Nous n'avons pas vraiment rencontré de difficultés dans le processus de création de l'entreprise. Le coût du travail peut être un frein, mais il est le même pour tous. Il existe des financements, publics ou privés, ce qui est un véritable atout. Nous avons toujours été aidés et soutenus dans ce domaine, même s'il y a toujours des sujets de trésorerie lorsque l'on est une entreprise en très forte croissance.
Sur le plan de l'environnement juridique, il existe des lourdeurs au démarrage, car les mêmes normes s'appliquent à toutes les entreprises, qu'elles emploient 10 ou 500 salariés. Cela oblige à avoir recours à des avocats spécialisés en droit social et en droit des affaires, ce qui représente un coût important.

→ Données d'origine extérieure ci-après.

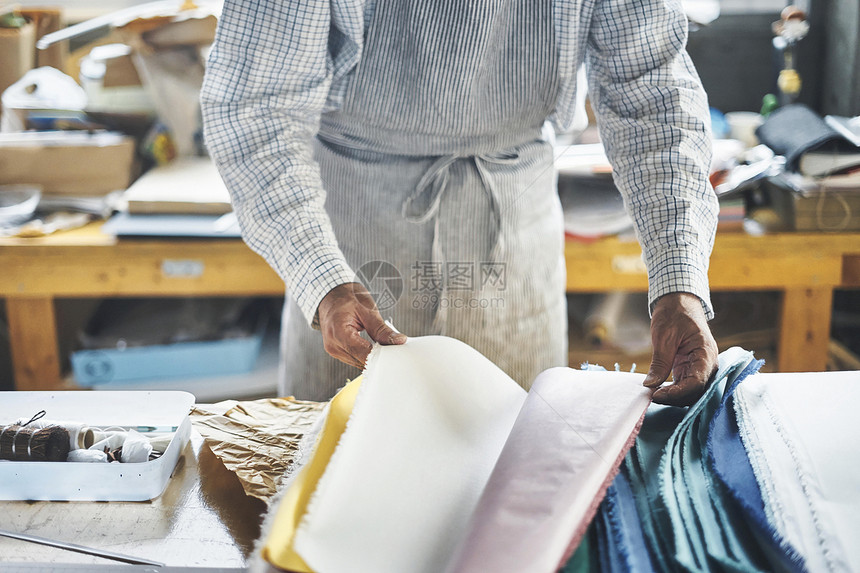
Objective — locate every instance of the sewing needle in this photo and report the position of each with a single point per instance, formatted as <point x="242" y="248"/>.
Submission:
<point x="80" y="549"/>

Vous évoquiez la Dordogne. La production s'effectue effectivement dans plusieurs villages, où sont implantés nos partenaires, souvent dans d'anciens bassins miniers. Ce n'est pas un frein ou une organisation incompatible avec la mondialisation. La proximité de la fabrication permet une certaine agilité, car elle permet d'être livré en quelques jours, de relancer une production très rapidement, etc.
Il n'existe pas vraiment de regroupement dans le secteur textile. Les ateliers emploient en moyenne une centaine de personnes, et le plus gros d'entre eux en emploie 200. Nous ne faisons pas de production de masse, mais jouons sur la personnalisation du produit, et sur l'adaptation de la production en fonction des besoins. Nous ne sommes pas dans une logique de diminution des prix et de soldes, qui est l'un des torts du secteur du textile aujourd'hui : 80 % des volumes y sont vendus à 40 % ou 50 % de réduction, et une grande partie des surproductions sont brûlées, y compris dans le secteur du luxe. Ce n'est pas notre modèle : nous essayons d'acheter au plus juste les quantités dont nous avons besoin. Ainsi, nous avons un modèle plus responsable, plus éthique et plus vertueux, auquel les consommateurs commencent à adhérer.